Reduce the texture binding overhead through caching

lattice / quda

QUDA is a library for performing calculations in lattice QCD on GPUs.

https://lattice.github.io/quda

Other

286 stars 94 forks source link

Reduce the texture binding overhead through caching #89

Closed maddyscientist closed 11 years ago

maddyscientist commented 11 years ago

When we are strong scaling, one of the performance limiters is continually rebinding textures. We should work out a mechanism to cache texture binding so that within the course of a solve (or any other algorithm), textures are not continuously being binded.

This behaviour probably should be done with thought to issues #34, #65 and #68. My first suggestion would be to use separate textures for each and every blas kernel. Each kernel launcher would keep track of whether the input field changed from the previous invocation to that kernel requiring that the texture needs to be bound to the new address. The one issue that comes into play here is that we may run out of texture references and so we need would need also to keep some kind of FIFO stack keeping track of which texture should be unbound when we reach the hardware limit.

Comments?

rbabich commented 11 years ago

My first suggestion would be to use separate textures for each and every blas kernel.
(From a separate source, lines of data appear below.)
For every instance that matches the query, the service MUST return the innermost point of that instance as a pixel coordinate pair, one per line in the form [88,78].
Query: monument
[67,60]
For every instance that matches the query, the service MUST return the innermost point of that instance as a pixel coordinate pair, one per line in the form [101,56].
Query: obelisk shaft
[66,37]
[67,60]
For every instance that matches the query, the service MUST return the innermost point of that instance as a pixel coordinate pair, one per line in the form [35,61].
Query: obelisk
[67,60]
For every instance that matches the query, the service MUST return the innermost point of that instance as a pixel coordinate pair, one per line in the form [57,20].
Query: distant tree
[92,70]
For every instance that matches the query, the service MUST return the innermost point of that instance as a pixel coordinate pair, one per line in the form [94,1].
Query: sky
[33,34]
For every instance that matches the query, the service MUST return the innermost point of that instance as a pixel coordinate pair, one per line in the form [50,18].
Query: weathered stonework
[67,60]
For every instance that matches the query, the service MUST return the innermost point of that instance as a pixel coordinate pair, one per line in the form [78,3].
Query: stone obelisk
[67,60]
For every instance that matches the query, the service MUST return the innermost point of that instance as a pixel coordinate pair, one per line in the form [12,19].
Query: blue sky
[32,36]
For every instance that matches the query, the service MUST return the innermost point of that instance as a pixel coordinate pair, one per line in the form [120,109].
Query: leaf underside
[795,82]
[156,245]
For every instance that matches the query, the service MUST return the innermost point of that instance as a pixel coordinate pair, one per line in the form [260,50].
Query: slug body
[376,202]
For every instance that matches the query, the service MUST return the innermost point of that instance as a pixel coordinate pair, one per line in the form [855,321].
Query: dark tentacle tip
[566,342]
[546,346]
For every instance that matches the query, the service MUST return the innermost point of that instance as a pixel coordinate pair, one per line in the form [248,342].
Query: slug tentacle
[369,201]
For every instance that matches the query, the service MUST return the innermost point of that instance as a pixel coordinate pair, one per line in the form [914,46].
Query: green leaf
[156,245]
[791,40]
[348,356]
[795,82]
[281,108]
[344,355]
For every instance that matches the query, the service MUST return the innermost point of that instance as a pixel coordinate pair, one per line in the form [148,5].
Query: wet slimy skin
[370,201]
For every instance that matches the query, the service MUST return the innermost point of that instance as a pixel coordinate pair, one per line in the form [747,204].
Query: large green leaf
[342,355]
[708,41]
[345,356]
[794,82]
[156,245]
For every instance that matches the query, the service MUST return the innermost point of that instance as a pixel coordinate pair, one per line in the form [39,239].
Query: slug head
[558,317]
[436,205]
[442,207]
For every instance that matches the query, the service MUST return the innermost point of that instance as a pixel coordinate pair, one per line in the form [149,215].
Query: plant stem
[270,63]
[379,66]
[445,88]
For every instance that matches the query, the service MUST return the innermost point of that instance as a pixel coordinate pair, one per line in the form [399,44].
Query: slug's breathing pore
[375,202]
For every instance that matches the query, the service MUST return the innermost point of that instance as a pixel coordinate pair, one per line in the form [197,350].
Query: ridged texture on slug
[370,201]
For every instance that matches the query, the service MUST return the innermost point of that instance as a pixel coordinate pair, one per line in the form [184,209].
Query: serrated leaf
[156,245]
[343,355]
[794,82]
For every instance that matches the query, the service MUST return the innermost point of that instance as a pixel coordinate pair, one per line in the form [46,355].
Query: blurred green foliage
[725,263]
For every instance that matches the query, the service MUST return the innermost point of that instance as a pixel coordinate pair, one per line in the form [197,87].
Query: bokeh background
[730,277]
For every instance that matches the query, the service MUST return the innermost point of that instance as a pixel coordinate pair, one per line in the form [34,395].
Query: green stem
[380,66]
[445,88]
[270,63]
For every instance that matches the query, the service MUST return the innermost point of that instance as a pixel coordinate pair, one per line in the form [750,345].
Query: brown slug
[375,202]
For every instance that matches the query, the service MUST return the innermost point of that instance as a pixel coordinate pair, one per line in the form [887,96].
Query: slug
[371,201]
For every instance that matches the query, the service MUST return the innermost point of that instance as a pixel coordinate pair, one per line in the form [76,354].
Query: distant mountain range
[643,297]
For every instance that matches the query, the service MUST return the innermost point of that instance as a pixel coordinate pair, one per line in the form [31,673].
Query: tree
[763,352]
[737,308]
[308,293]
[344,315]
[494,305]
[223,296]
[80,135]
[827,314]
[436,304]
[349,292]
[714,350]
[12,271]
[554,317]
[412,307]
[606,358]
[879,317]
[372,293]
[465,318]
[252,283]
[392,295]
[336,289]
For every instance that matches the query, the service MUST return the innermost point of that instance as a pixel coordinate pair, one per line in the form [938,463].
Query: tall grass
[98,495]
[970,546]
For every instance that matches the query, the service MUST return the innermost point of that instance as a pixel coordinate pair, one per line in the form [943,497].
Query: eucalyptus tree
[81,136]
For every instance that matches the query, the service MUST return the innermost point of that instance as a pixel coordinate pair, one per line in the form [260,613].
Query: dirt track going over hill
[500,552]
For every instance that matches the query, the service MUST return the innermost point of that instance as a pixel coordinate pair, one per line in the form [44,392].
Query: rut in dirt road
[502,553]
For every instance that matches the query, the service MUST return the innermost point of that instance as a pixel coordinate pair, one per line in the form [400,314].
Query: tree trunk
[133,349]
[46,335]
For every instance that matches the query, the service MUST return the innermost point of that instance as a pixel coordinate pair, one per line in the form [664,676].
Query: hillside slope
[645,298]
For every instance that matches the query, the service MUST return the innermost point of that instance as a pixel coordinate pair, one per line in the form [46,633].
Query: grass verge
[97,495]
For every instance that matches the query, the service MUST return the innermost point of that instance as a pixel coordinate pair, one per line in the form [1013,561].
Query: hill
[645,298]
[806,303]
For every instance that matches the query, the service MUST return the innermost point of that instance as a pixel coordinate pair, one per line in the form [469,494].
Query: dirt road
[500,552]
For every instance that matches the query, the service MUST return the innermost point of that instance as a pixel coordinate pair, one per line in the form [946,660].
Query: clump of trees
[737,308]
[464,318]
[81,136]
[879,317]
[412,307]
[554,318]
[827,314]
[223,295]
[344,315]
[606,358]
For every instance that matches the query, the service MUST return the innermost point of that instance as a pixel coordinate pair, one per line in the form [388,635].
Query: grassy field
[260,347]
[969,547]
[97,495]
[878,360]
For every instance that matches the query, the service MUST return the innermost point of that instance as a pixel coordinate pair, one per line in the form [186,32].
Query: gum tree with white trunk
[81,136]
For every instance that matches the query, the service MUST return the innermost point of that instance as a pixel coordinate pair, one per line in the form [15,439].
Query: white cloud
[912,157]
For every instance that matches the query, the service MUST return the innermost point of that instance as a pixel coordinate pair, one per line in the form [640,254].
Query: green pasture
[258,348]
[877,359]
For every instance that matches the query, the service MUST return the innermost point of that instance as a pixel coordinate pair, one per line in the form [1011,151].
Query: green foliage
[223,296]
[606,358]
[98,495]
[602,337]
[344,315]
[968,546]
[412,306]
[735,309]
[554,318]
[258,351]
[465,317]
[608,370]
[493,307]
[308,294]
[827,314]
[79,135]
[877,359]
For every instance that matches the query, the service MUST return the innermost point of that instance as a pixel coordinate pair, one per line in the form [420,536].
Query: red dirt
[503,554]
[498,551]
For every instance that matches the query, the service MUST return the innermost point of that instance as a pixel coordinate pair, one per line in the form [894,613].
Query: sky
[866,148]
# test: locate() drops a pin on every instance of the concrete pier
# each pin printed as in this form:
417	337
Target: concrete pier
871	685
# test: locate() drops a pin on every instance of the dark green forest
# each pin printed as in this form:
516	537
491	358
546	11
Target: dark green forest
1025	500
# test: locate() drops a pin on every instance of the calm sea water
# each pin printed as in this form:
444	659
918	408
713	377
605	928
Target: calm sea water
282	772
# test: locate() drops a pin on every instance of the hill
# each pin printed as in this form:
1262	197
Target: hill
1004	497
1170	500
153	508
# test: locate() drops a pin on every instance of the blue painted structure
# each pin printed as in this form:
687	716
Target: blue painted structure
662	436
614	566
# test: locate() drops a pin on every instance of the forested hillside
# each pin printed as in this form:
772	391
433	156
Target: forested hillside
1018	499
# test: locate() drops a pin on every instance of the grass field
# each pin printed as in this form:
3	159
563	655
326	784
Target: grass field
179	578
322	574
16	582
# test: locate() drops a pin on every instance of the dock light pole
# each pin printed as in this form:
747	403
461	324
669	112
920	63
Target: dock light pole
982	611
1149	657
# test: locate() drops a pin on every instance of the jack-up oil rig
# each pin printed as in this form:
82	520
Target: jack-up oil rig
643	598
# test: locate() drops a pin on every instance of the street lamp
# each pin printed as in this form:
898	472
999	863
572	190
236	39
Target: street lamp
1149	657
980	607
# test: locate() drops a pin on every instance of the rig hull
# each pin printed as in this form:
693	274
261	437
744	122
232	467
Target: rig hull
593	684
Unfortunately, this brute force approach is likely to do more harm than good. It turns out that a kernel launch incurs some overhead for each texture bound, even if that texture isn't used by the kernel.

maddyscientist commented 11 years ago

The solution appears to be to use texture objects instead of using texture references. This is a Kepler only feature, so we will have to continue to use texture references for Fermi and prior architectures.

maddyscientist commented 11 years ago

Regarding texture objects. This will require a non-trivial amount of work since:

Creating and destroying texture objects is should only be done once due to the significant overhead in performing these. I would suggest that whenever a cudaGaugeField or cudaColorSpinorField is created, that the associated texture object is created at the same time. It would then be destroyed when the destructor is called.
Using Texture objects requires that the textures are passed explicitly to the kernel, as opposed to a static reference. This means that the dslash kernels will have to be rewritten for this. The blas kernels already use Texture-like objects, so the work there is likely less involved.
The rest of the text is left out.